2. The common Indian dog fish is Scoliodon sorrakowah which means ‘black shark’ in Tamil.
3. Habit and Habitat of Scoliodon: The shark is a marine, carnivorous and predaceous animal. It eats small pelagic schooling and bottom living bony fishes, including anchovies, codlet as well
as shrimps and cuttle fish.
4. External Structures of Scoliodon: Scoliodon is an elongated spindle shaped animal. It has a laterally compressed body. A fully developed specimen of the genus attains a length of about 60 cm.

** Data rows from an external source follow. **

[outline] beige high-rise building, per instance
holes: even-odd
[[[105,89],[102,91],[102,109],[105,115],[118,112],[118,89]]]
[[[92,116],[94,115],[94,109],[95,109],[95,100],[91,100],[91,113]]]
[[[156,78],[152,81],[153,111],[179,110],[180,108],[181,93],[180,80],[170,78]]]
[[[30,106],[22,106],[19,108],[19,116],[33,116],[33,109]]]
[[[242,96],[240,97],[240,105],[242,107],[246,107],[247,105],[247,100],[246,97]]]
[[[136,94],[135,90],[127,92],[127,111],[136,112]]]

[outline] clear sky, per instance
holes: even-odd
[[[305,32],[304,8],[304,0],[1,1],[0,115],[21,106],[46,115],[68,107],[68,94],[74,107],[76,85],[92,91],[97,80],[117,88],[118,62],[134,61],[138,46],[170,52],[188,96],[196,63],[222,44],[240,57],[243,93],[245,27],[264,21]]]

5. The body is divisible into head, trunk and tail. The head is dorso-ventrally flattened and terminates anteriorly into a dorso-ventrally compressed snout. The dorsal side of Scoliodon is darkgrey while the underside is pale white.
6. The trunk is more or less oval in transverse section. It attains maximum thickness in the middle region and the body gradually tapers posteriorly into a long tail. The tail is also oval in crosssection and bears a heterocercal type of caudal fin, i.e., the posterior end of the vertebral col umn is bent upwards and lies in the dorsal or epichordal lobe.
7. Body surface is rough due to backwardly projecting spines of placoid scales embedded in the skin.
8. Eyes: Two prominent circular eyes are present. Each eye is provided with movable upper and lower eyelids. The third eyelid or nictitating membrane can cover the whole eye in emergency. The pupil is a vertical slit like aperture.
9. Body apertures: The following important apertures are present on the body surface
10. Mouth: The mouth is a very wide crescentic aperture lying on the ventral side of the head near its anterior end. It is bounded by upper and lower jaws; each is beset with one or two rows of sharply pointed and backwardly directed teeth to catch the slippery prey. The teeth are replaced if these are broken. The teeth of Scliodon are modified scales.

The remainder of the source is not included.